I always knew that libpd provides a very smooth and natural workflow from the creation of a patch in Pd to the deployment of a patch to an embedded instance of libpd, but until this morning I only looked at this from my own point of view, i.e., that of a single developer creating both patches and client code. Then I realized that this has much larger implications.
First, libpd provides great separation of concerns — sound designers don’t have to know about programming, and programmers don’t have to know about sound design. All they have to do is agree on the number of input and output channels as well as the collection of send and receive symbols through which the client code will interact with the Pd patch. The sound designer can go ahead and build a patch, controlling it with the usual GUI elements. Building a patch for libpd is no different from building a patch for Pd itself. In order to deploy the patch, the sound designer only has to assign the appropriate send and receive symbols to the GUI elements. Now the programmer can simply load the patch and use it as a black box.
Second, libpd erases the distinction between prototypes and production code. Several people have hooked up Pd or Max/MSP to game engines as a prototyping tool for game audio, using OSC or UDP. While this is a powerful approach, I see two drawbacks: One drawback is that the sound designer needs to add network objects to the patch, in addition to the GUI elements that are needed for development and testing. This adds some friction to the patching process. The other drawback is that this approach is fragile; you have two separate pieces, the game and the audio engine, that have to be launched and networked correctly. You wouldn’t ship production code that way. The prototype that you build this way will always be a prototype.

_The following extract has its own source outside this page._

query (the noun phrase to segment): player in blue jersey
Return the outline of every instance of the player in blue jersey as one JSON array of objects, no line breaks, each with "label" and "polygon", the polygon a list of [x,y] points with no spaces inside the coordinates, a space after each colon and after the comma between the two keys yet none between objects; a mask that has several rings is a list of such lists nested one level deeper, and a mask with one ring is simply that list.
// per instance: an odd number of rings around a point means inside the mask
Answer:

With libpd, the prototype is the production code. The GUI scaffolding that you use when designing and testing a patch is also the conduit through which the deployed patch communicates with the client code, and the embedded copy of Pd simply becomes a part of the application. Add in the large number of artists who are already familiar with Pd (even larger if you count users of Max/MSP) as well as the fact the libpd comes with the extremely permissive BSD license, and you have some serious disruptive potential.